Per ridare ossigeno sul fronte interno, sottolinea Omeoimprese, servirebbe una maggiore informazione. I medici che prescrivono o consigliano l’uso di farmaci omeopatici (che sono sempre interamente a carico del paziente) sono oltre 20mila. E attualmente, secondo una recente indagine di EMG Acqua, più del 20 per cento degli italiani utilizza medicinali omeopatici almeno una volta l’anno (circa 8 milioni di persone) e il 4,5 per cento della popolazione si affida alle cure complementari con una frequenza quotidiana o settimanale. In generale, oltre l’80 per cento degli intervistati conosce l’omeopatia. Con l’omeopatia gli italiani curano soprattutto riniti, raffreddori, influenze (63,6%), dolori articolari o muscolari (30,4%), allergie e problemi all’apparato respiratorio (21,8%). Il farmaco più popolare è l’arnica, usato più frequentemente dal 14,4% degli italiani. È tramontata la moda dei fiori di Bach, cui ricorre il 5.9% degli intervistati.

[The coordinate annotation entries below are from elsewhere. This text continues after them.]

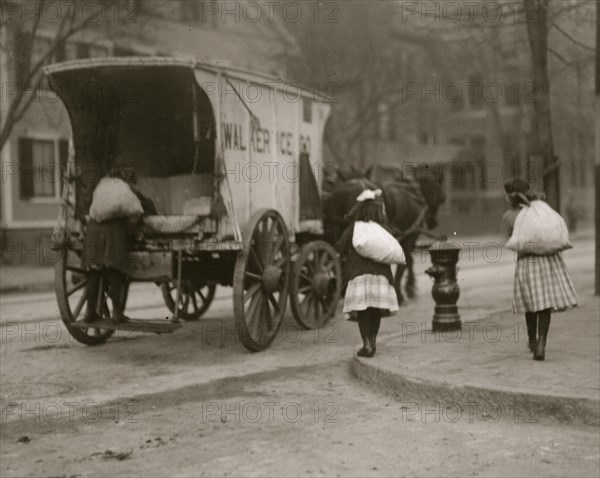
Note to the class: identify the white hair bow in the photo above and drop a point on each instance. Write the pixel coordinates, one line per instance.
(368, 194)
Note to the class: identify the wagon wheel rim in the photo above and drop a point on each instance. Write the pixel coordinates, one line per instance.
(71, 281)
(194, 301)
(316, 285)
(261, 280)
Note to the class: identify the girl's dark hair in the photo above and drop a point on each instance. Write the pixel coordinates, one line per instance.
(370, 210)
(519, 192)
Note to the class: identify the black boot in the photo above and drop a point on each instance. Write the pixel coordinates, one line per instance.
(543, 326)
(375, 322)
(91, 292)
(531, 321)
(367, 349)
(364, 325)
(374, 343)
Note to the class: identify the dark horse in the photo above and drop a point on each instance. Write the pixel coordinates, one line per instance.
(411, 206)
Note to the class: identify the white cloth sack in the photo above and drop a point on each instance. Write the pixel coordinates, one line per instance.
(373, 242)
(113, 198)
(540, 230)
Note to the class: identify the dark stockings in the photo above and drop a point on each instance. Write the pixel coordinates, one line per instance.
(531, 320)
(543, 327)
(369, 321)
(115, 283)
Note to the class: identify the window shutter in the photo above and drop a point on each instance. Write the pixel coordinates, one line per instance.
(26, 167)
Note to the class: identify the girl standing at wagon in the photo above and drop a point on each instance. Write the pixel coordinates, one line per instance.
(369, 292)
(542, 283)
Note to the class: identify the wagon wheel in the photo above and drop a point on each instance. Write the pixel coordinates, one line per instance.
(261, 280)
(195, 298)
(316, 285)
(70, 282)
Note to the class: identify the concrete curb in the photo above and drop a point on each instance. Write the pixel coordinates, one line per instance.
(527, 407)
(20, 289)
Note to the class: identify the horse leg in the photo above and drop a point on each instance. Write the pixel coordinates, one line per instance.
(398, 283)
(411, 283)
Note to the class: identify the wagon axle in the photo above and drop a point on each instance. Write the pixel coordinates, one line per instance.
(273, 279)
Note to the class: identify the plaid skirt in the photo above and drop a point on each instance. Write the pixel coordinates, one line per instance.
(369, 290)
(542, 282)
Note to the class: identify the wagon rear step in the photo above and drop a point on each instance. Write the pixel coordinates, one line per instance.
(132, 325)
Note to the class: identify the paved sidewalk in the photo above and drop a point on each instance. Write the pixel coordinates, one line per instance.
(487, 367)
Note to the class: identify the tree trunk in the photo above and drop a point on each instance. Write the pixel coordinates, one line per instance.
(536, 12)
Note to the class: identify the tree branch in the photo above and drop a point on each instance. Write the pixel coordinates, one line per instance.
(574, 40)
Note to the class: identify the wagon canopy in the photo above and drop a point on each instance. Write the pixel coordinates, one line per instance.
(170, 117)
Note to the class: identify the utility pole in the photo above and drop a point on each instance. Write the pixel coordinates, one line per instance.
(597, 161)
(536, 12)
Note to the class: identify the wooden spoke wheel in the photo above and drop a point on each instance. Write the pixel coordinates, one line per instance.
(194, 301)
(70, 285)
(261, 280)
(316, 285)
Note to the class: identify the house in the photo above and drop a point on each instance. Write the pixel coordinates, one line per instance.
(230, 32)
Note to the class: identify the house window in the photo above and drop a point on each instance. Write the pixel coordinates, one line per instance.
(60, 54)
(201, 11)
(306, 110)
(41, 163)
(82, 50)
(474, 92)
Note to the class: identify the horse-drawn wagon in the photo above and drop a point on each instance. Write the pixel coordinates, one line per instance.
(232, 161)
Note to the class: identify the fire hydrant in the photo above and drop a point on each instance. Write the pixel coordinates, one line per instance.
(445, 291)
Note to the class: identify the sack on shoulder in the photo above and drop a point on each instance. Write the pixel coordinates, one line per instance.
(373, 242)
(540, 230)
(112, 199)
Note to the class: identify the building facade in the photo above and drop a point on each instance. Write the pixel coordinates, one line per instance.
(230, 32)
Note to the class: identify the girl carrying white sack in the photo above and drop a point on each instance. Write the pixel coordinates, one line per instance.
(542, 282)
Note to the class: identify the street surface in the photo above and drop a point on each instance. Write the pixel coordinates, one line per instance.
(196, 403)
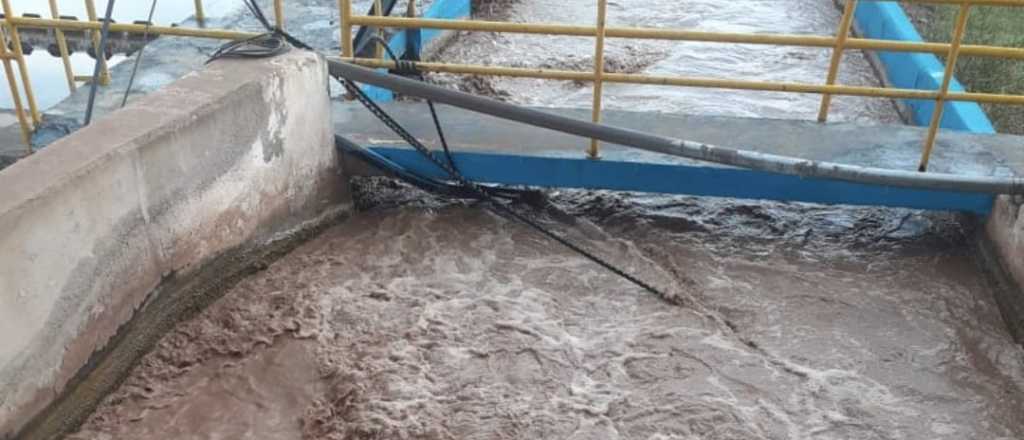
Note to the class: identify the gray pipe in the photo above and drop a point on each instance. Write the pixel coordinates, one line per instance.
(701, 151)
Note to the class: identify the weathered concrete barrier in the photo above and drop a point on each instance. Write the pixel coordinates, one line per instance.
(231, 157)
(1004, 248)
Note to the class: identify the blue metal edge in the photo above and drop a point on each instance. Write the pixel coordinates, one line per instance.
(451, 9)
(683, 179)
(888, 20)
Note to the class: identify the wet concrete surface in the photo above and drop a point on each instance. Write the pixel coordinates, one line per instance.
(427, 319)
(733, 61)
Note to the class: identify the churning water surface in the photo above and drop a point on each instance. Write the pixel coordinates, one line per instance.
(427, 319)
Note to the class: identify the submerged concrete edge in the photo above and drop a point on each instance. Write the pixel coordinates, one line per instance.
(888, 20)
(225, 159)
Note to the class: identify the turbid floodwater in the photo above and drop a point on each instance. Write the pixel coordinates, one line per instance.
(423, 318)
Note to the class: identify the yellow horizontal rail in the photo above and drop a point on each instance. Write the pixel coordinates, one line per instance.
(696, 82)
(681, 35)
(68, 25)
(972, 2)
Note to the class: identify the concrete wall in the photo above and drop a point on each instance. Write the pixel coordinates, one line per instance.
(237, 154)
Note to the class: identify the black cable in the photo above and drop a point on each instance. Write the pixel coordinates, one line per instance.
(260, 46)
(480, 192)
(104, 32)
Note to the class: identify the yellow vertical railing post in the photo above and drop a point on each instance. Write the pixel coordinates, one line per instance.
(200, 15)
(379, 46)
(104, 75)
(15, 94)
(22, 66)
(279, 13)
(933, 128)
(345, 9)
(837, 57)
(602, 8)
(62, 47)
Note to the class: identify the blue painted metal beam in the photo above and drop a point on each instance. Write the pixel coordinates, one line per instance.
(888, 20)
(451, 9)
(683, 179)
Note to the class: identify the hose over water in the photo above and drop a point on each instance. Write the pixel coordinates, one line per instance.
(464, 185)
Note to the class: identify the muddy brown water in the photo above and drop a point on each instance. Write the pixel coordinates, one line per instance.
(427, 319)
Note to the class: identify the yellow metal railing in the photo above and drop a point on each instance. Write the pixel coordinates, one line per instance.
(599, 76)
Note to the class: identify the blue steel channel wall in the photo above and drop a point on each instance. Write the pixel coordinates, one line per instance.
(876, 19)
(887, 20)
(438, 9)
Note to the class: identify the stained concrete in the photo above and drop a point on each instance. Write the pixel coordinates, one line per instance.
(237, 154)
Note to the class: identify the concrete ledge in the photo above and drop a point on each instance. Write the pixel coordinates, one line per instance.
(915, 71)
(236, 155)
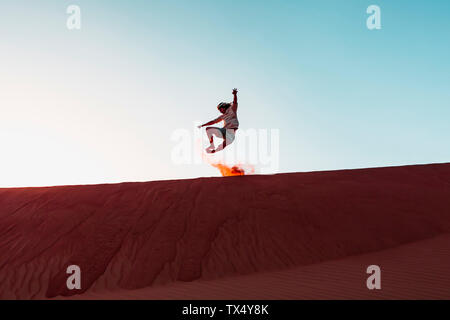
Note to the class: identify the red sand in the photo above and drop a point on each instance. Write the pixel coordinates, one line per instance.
(235, 236)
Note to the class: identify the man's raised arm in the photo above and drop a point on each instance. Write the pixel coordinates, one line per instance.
(234, 106)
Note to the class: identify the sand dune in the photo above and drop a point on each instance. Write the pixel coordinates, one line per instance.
(146, 239)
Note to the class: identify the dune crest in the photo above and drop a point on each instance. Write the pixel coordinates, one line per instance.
(141, 235)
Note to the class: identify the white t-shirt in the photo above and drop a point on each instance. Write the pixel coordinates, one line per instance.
(230, 119)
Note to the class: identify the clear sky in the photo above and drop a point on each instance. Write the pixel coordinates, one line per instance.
(100, 104)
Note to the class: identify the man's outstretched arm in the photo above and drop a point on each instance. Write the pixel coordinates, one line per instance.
(211, 122)
(234, 106)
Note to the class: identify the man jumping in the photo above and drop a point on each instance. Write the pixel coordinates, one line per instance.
(231, 124)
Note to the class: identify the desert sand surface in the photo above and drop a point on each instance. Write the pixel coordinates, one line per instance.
(286, 236)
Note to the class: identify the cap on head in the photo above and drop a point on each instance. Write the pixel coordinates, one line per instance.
(223, 105)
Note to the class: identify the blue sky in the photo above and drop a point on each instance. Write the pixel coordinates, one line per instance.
(100, 104)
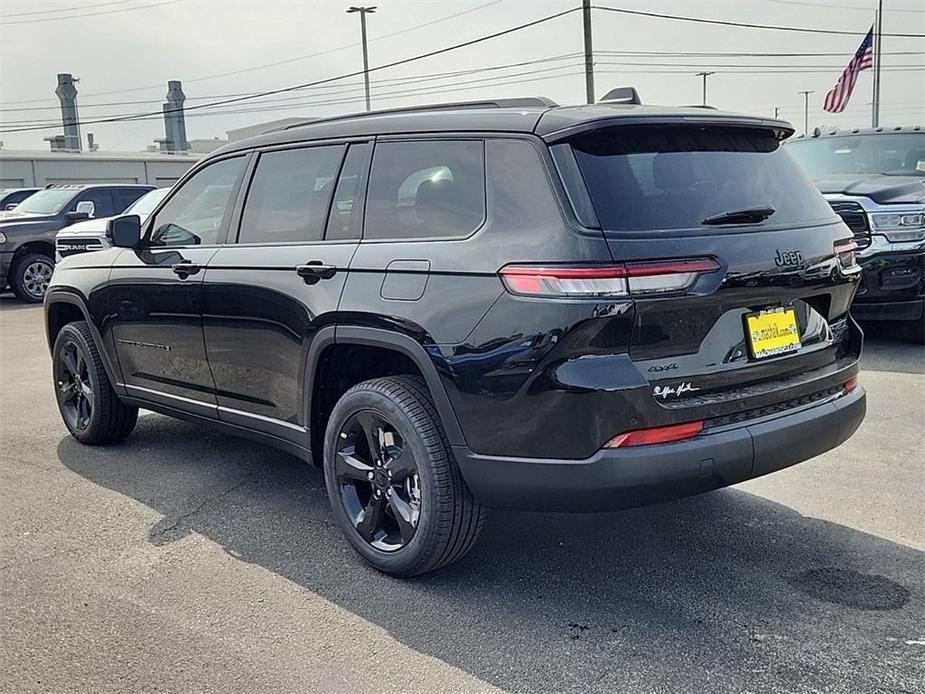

«Sarebbe giusta e utile un’assunzione di responsabilità da parte delle istituzioni – conclude Gorga – che dovrebbero farsi carico di una maggiore e più corretta informazione al paziente, per superare quei pregiudizi che ancora permangono in Italia. Che resta culturalmente fanalino di coda nell’Ue. Basti pensare che in Francia i medicinali omeopatici sono rimborsabili, così come in altri Paesi d’Europa, e le tariffe, soprattutto per quanto attiene ai nuovi medicinali da immettere in commercio/nuove registrazioni, sono decisamente più basse che in Italia. L’omeopatia insomma non può essere considerata un argomento tabù, una pratica medica da seguire in segreto. Stiamo parlando di una disciplina parificata alle medicine tradizionali dall’Oms e dalla FnomCeo, ma che nel nostro Paese, soprattutto nel mondo accademico, ha ancora troppi detrattori. Per questo come associazione stiamo lavorando a un decalogo per i cittadini. Ma bisogna anche completare il quadro normativo relativo alla formazione dei medici e servirebbero più investimenti sulla ricerca di base, soprattutto per fare luce sui meccanismi di azione di questi farmaci».